Before running any DDL command, you must ensure that the Snowflake virtual warehouse is running.
Note
If you want to use an already running Spark cluster to run DDL command on the newly added Snowflake data store, then restart the Spark cluster so that the Snowflake jars are installed on the Spark cluster.
Steps
Import the
org.apache.spark.sql.util.QuboleSQLUtils
file.
Method Signature:
def runSnowflakeQuery(quboleCatalogName: String, warehouse: String, database: String, query: String, snowflakeConfigs:
Map[String, String] = null): ResultSet
Run the following command to execute the DDL command:
QuboleSQLUtils.runSnowflakeQuery(<catalog_name>, <warehouse_name>, <db_name>, <sql_query>,<snowflake_configs>)
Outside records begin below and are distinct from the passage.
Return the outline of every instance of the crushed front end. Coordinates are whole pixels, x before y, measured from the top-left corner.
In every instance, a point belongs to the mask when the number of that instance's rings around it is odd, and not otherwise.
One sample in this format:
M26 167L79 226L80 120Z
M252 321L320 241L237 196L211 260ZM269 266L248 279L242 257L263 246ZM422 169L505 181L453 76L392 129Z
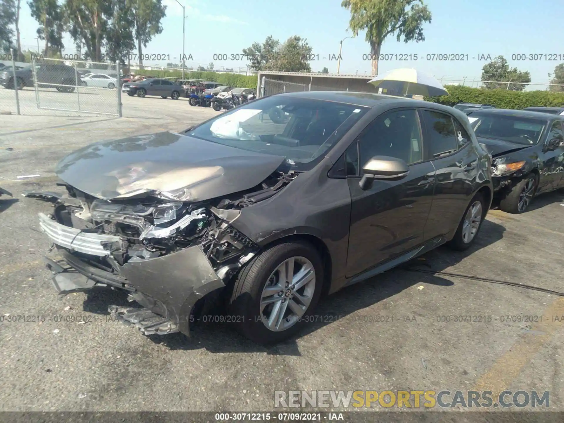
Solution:
M39 217L62 258L45 258L60 295L95 287L122 289L143 308L111 306L110 312L146 334L190 336L197 302L222 290L258 251L230 222L241 208L270 198L295 177L275 173L246 192L197 203L158 195L102 200L65 183L59 184L64 195L25 195L54 203L52 213Z

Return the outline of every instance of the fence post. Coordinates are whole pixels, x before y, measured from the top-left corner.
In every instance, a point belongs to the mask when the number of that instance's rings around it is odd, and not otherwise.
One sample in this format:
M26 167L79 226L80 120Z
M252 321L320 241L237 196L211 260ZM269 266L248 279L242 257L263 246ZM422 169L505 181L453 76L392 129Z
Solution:
M116 73L117 74L116 78L116 89L117 90L117 116L121 117L121 77L120 77L120 61L116 60Z
M17 114L20 114L20 97L17 95L17 89L19 88L20 84L17 82L17 79L16 78L16 61L14 60L14 49L10 49L10 55L12 58L12 73L14 75L14 92L16 93L16 110L17 111Z
M76 100L78 102L78 111L80 111L80 89L78 87L80 86L80 83L78 82L78 71L76 68L76 63L74 62L74 83L76 85Z
M32 58L32 76L33 78L33 88L36 92L36 103L37 104L37 108L41 108L41 104L39 98L39 86L37 84L37 68L36 68L35 56Z

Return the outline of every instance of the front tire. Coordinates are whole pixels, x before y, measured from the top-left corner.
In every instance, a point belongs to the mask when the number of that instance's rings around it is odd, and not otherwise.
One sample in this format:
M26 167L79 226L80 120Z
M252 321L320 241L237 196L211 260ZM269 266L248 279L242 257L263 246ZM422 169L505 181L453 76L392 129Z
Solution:
M470 247L482 227L487 207L483 196L477 193L466 208L454 237L448 243L449 246L458 251L464 251Z
M537 185L536 177L530 173L511 187L510 191L500 201L500 209L512 214L522 213L531 204Z
M237 317L237 330L263 345L289 338L309 320L323 276L319 253L308 243L280 243L265 250L235 280L229 309Z

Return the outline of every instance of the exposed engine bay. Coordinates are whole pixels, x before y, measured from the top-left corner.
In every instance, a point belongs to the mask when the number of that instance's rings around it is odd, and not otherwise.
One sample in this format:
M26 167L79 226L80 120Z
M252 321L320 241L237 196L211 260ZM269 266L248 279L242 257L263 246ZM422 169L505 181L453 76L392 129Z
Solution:
M171 202L151 196L100 200L64 183L58 184L67 188L65 195L31 192L26 196L56 200L52 217L65 226L80 230L81 233L118 237L117 241L102 242L105 254L90 251L88 254L72 242L67 248L101 270L118 271L126 263L199 245L218 275L227 279L246 261L240 262L241 256L248 260L252 257L249 253L256 248L230 222L239 215L239 210L272 196L297 174L276 171L246 191L199 203Z

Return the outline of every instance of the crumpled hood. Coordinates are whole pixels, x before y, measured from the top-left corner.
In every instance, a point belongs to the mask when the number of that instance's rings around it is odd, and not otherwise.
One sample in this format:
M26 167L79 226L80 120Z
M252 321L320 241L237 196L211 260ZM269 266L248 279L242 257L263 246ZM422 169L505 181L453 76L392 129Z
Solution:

The API’s return type is java.sql.ResultSet
.
Example
The sample scripts run the following DDL queries for Scala and Pyspark.:
drop table if it already exists
print results of the query
create table
truncate table
drop table
Scala
import org.apache.spark.sql.util.QuboleSQLUtils
object SnowflakeDDLExample {
def main(args: Array[String]) {
// drop table if it already exists
val drop_table_if_exists_result = QuboleSQLUtils.runSnowflakeQuery("snowflake-test_231", "load_wh", "TEST_DB", "drop table if exists table_xyz")
// printing results of the above query
printResults(drop_table_if_exists_result)
// create table
val create_table_result = QuboleSQLUtils.runSnowflakeQuery("snowflake-test_231", "load_wh", "TEST_DB", "create table table_xyz (id int, name string)")
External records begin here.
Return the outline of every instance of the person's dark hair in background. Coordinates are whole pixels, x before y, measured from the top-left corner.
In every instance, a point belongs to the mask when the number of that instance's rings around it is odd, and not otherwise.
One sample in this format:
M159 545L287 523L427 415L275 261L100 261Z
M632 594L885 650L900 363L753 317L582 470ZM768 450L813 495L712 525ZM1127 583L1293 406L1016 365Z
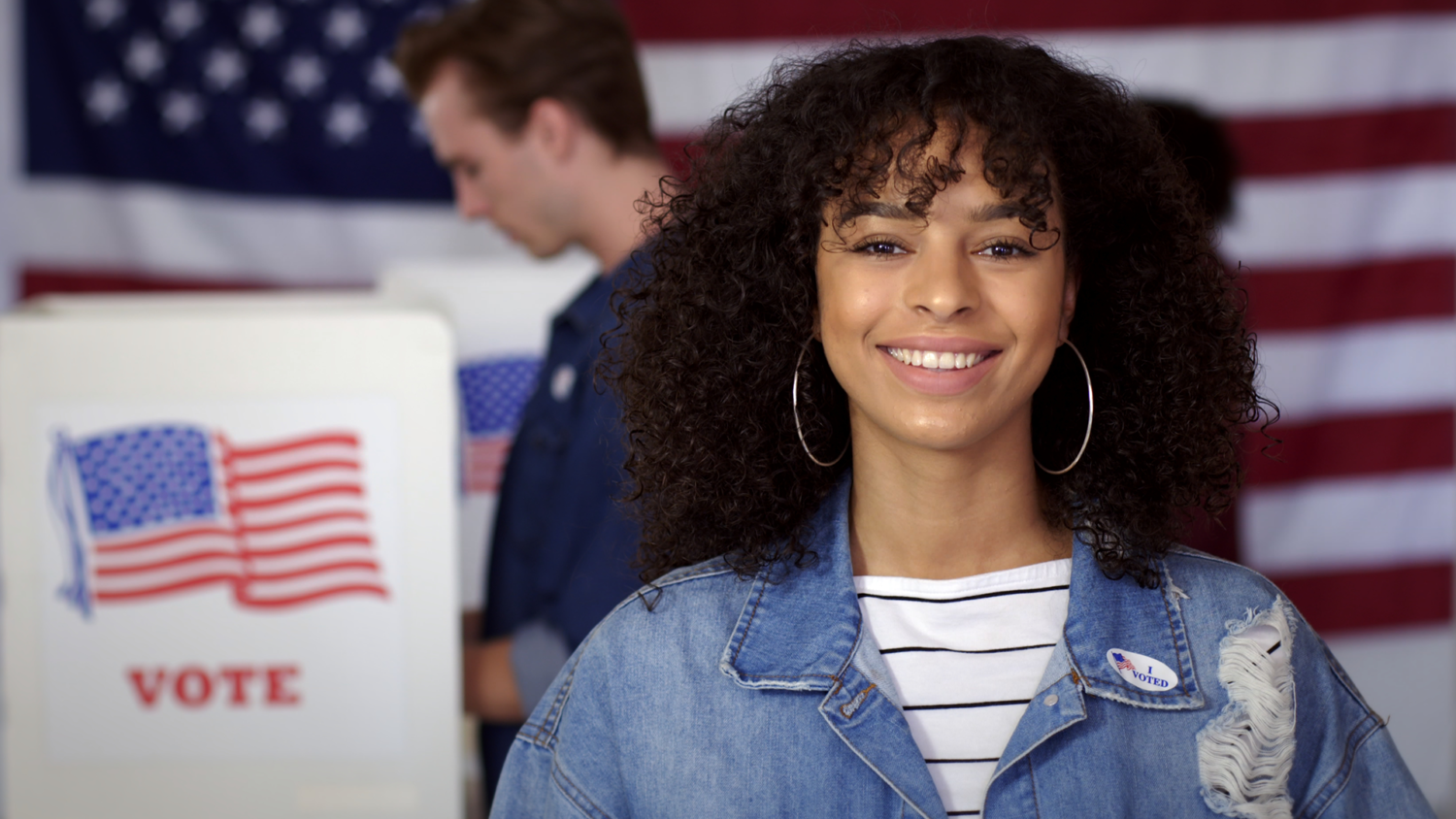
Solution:
M1198 189L1203 207L1216 223L1233 215L1233 177L1238 159L1223 125L1185 102L1144 99L1168 153L1178 160Z
M395 64L415 102L447 61L464 68L480 112L507 132L550 97L619 153L658 156L632 33L612 3L467 3L400 33Z
M1229 221L1233 215L1233 179L1239 170L1239 159L1223 124L1187 102L1150 97L1143 99L1143 105L1162 134L1168 154L1192 182L1214 227ZM1211 518L1203 509L1194 509L1185 543L1226 560L1238 560L1238 498L1230 499L1229 508Z

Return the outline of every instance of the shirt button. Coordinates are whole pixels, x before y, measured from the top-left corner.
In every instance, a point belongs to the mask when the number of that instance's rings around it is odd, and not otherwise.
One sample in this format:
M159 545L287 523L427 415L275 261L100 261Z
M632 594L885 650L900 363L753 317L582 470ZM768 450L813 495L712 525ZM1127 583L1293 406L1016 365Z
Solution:
M562 364L556 372L550 374L550 397L565 401L571 397L571 388L577 385L577 369L569 364Z

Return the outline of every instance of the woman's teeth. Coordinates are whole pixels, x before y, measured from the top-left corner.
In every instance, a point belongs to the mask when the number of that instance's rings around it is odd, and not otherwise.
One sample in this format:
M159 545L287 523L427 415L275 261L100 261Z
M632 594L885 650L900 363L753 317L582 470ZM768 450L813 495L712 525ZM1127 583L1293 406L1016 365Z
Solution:
M990 356L989 352L935 352L929 349L885 348L895 361L926 369L965 369Z

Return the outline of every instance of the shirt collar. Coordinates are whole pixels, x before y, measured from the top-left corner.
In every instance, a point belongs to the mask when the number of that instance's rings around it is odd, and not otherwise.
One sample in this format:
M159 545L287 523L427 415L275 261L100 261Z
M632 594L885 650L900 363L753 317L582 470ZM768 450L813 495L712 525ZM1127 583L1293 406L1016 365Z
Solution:
M648 263L649 250L646 246L632 250L612 272L593 276L571 300L571 304L561 311L559 320L569 323L581 333L593 332L601 323L603 313L610 310L612 294L625 282L623 273L632 269L645 271Z
M769 567L754 578L721 668L748 688L830 690L862 639L859 598L849 554L850 474L824 500L807 537L817 560L802 569ZM1163 560L1162 583L1144 589L1131 578L1111 580L1080 538L1072 550L1072 585L1063 646L1073 681L1096 697L1150 708L1200 708L1184 596ZM1178 674L1169 691L1144 691L1123 679L1109 650L1146 655Z

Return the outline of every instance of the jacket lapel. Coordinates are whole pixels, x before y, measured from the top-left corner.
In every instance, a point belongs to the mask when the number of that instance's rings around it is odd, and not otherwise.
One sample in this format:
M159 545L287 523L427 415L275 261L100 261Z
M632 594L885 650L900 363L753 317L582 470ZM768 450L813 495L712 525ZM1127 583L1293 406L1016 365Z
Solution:
M812 566L764 570L750 585L719 668L745 688L824 691L818 710L850 751L917 813L945 816L879 647L860 628L849 487L846 474L811 524Z

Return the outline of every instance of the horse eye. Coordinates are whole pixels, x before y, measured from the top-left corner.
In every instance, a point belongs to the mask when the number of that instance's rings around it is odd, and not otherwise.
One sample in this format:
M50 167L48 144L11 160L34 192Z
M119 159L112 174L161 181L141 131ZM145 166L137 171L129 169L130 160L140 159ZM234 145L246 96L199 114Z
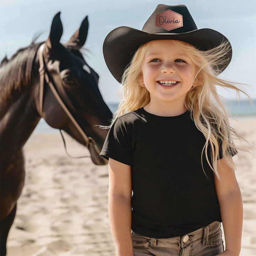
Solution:
M70 74L63 78L63 80L65 83L70 86L75 86L78 85L78 81L75 76Z

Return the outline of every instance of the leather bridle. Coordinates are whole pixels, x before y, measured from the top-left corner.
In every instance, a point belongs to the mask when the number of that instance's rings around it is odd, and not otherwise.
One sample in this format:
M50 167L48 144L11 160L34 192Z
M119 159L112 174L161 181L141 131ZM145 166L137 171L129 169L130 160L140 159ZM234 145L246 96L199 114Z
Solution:
M42 44L39 47L38 50L38 56L39 58L39 74L40 75L40 87L39 92L39 104L40 114L41 116L43 116L43 92L44 92L44 80L47 83L49 87L52 90L53 95L56 98L58 102L60 104L60 106L66 113L67 114L68 117L70 118L73 123L74 124L75 127L76 128L79 132L84 139L86 143L86 146L89 148L90 144L95 145L95 142L93 139L90 137L88 137L85 133L84 132L82 129L81 128L80 126L78 124L78 122L76 121L74 117L72 116L66 106L64 102L61 98L59 94L56 90L54 85L53 85L52 81L49 79L49 77L47 74L47 71L46 69L46 66L44 65L44 60L43 56L43 52L44 48L45 46L45 43L44 43ZM61 133L61 131L60 130ZM62 133L62 136L63 138L64 138ZM65 148L65 141L64 141L64 144ZM89 156L88 156L89 157Z

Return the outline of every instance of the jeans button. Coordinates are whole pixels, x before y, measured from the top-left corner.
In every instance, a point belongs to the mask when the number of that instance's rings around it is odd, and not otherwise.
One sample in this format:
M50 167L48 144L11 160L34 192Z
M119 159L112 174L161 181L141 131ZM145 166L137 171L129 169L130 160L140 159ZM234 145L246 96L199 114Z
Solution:
M187 242L188 241L189 239L189 236L187 235L184 236L183 237L183 240L182 240L183 242Z

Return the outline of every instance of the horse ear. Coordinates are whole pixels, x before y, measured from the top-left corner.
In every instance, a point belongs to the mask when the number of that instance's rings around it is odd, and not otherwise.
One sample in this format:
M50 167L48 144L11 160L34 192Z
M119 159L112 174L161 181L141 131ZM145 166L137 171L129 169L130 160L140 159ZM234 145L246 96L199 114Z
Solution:
M82 22L80 27L75 32L66 44L67 46L77 46L81 48L84 44L88 35L89 22L86 16Z
M63 27L60 20L60 12L54 16L52 22L50 34L46 44L49 49L53 49L59 46L59 41L63 33Z

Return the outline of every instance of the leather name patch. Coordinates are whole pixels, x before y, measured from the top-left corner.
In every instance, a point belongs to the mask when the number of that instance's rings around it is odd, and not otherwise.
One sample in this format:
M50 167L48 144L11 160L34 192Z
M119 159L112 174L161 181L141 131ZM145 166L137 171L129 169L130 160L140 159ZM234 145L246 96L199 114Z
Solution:
M156 15L156 26L168 31L183 26L182 16L170 10L166 11Z

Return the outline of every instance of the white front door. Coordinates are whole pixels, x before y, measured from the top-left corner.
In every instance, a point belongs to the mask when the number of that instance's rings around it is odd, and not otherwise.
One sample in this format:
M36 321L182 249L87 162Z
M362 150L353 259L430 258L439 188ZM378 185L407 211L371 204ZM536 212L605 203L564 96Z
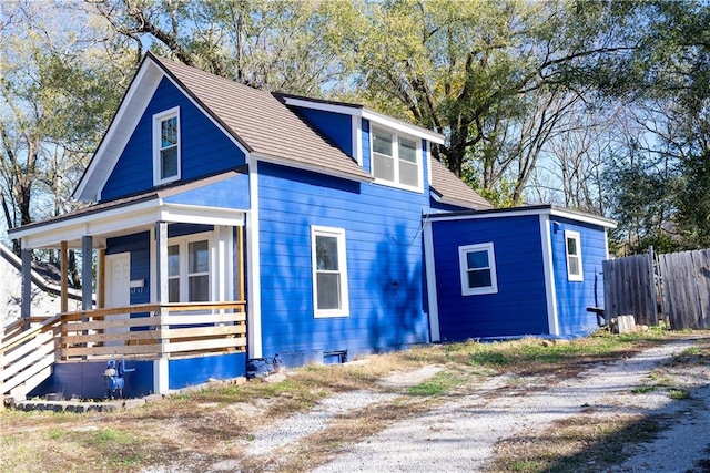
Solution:
M105 257L105 297L106 307L125 307L131 305L131 254L120 253L118 255L106 255ZM106 317L108 320L128 319L128 313L119 313ZM109 328L106 333L128 331L126 328ZM106 341L106 346L123 345L122 341Z

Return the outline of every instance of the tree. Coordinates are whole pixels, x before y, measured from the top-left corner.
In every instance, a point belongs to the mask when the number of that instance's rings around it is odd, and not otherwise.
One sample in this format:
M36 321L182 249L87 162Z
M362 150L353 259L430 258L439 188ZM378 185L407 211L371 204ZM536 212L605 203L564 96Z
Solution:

// printing results of the above query
printResults(create_table_result)
// truncate table
val truncate_table_result = QuboleSQLUtils.runSnowflakeQuery("snowflake-test_231", "load_wh", "TEST_DB", "truncate table table_xyz")
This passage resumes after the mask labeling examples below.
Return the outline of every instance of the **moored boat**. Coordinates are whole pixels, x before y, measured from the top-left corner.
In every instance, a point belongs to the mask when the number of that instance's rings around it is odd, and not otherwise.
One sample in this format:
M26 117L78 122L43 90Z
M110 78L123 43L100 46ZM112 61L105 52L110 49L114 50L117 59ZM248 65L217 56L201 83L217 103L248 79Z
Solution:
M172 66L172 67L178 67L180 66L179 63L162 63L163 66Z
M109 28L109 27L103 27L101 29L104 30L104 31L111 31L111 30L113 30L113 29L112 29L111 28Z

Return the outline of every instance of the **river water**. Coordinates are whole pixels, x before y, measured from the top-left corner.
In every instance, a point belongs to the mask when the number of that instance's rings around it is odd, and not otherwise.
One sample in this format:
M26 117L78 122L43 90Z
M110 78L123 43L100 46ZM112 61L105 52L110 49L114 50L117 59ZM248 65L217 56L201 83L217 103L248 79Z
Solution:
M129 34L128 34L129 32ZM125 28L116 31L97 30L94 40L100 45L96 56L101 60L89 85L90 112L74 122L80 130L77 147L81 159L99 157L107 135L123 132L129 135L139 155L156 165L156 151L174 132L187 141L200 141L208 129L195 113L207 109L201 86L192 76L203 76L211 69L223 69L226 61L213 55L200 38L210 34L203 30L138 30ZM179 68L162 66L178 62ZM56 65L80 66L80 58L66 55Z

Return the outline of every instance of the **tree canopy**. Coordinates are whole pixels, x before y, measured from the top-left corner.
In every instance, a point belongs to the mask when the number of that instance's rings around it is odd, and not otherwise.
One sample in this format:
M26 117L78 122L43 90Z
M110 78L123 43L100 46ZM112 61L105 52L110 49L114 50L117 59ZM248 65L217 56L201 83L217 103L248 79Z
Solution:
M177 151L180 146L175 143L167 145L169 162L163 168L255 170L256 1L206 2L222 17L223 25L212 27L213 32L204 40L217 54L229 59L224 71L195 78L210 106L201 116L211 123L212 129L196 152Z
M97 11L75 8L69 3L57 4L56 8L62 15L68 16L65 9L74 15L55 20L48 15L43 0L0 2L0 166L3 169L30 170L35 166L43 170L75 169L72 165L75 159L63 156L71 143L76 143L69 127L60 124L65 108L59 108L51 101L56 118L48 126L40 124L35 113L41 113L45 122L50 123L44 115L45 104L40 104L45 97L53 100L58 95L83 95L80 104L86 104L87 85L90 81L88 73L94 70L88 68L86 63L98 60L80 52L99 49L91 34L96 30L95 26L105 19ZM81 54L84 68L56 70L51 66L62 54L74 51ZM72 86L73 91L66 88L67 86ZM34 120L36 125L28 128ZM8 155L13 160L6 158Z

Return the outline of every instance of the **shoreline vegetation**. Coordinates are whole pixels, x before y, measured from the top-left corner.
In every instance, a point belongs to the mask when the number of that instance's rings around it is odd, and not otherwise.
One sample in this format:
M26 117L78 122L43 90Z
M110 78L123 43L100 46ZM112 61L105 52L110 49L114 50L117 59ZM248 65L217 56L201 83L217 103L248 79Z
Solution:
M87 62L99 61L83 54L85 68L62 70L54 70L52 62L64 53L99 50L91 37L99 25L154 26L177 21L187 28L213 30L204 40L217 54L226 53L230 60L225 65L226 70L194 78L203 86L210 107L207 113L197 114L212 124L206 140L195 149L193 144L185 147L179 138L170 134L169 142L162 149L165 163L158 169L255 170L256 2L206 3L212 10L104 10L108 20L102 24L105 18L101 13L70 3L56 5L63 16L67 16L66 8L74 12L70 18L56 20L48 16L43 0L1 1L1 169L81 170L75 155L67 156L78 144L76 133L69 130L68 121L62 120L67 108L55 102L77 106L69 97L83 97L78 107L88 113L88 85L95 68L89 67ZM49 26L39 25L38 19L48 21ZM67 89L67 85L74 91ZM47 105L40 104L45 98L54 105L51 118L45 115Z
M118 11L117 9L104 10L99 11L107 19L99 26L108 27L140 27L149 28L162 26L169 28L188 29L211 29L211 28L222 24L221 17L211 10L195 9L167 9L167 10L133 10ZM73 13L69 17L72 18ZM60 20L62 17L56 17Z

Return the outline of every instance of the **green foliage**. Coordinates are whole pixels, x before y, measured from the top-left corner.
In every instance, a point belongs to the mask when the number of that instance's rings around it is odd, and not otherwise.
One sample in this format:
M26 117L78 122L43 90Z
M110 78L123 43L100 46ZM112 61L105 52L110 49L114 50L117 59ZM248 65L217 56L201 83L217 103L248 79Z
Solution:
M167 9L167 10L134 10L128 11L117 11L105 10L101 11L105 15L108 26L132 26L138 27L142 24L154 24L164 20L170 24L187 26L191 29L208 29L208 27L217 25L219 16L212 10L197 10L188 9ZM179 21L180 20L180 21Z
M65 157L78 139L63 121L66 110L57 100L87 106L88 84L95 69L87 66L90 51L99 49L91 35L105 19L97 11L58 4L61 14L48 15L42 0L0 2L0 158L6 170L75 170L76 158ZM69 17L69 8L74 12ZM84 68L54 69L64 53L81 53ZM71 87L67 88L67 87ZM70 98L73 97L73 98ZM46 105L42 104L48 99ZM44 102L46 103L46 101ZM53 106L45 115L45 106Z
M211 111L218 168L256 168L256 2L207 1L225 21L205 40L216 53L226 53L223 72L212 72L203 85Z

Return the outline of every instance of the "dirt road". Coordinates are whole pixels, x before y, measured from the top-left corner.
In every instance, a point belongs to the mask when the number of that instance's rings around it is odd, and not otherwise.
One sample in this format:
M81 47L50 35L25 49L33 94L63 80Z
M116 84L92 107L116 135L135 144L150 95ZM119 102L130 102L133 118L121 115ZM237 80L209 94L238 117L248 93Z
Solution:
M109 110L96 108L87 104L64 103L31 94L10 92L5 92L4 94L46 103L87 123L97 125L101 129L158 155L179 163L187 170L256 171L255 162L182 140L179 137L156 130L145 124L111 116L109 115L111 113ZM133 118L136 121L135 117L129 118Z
// printing results of the above query
printResults(truncate_table_result)
// drop table
val drop_table_result = QuboleSQLUtils.runSnowflakeQuery("snowflake-test_231", "load_wh", "TEST_DB", "drop table table_xyz")
// printing results of the above query
printResults(drop_table_result)
}
def printResults(rs: java.sql.ResultSet) {
val rsmd = rs.getMetaData()
val numberOfColumns = rsmd.getColumnCount()
println(s"Column count=${numberOfColumns}")
print("Table schema: ")
for (i <- 1 to numberOfColumns) {
if (i > 1) print(", ")
val columnName = rsmd.getColumnName(i)
print(columnName)
}
println("")
while (rs.next()) {
for (i <- 1 to numberOfColumns) {
if (i > 1) print(", ")
val columnValue = rs.getString(i)
print(columnValue)
}
println("")
}
println("")
}
}
Pyspark
%pyspark
def printResults(rs):
rsmd = rs.getMetaData()
numberOfColumns = rsmd.getColumnCount()
print("Column count= " + str(numberOfColumns))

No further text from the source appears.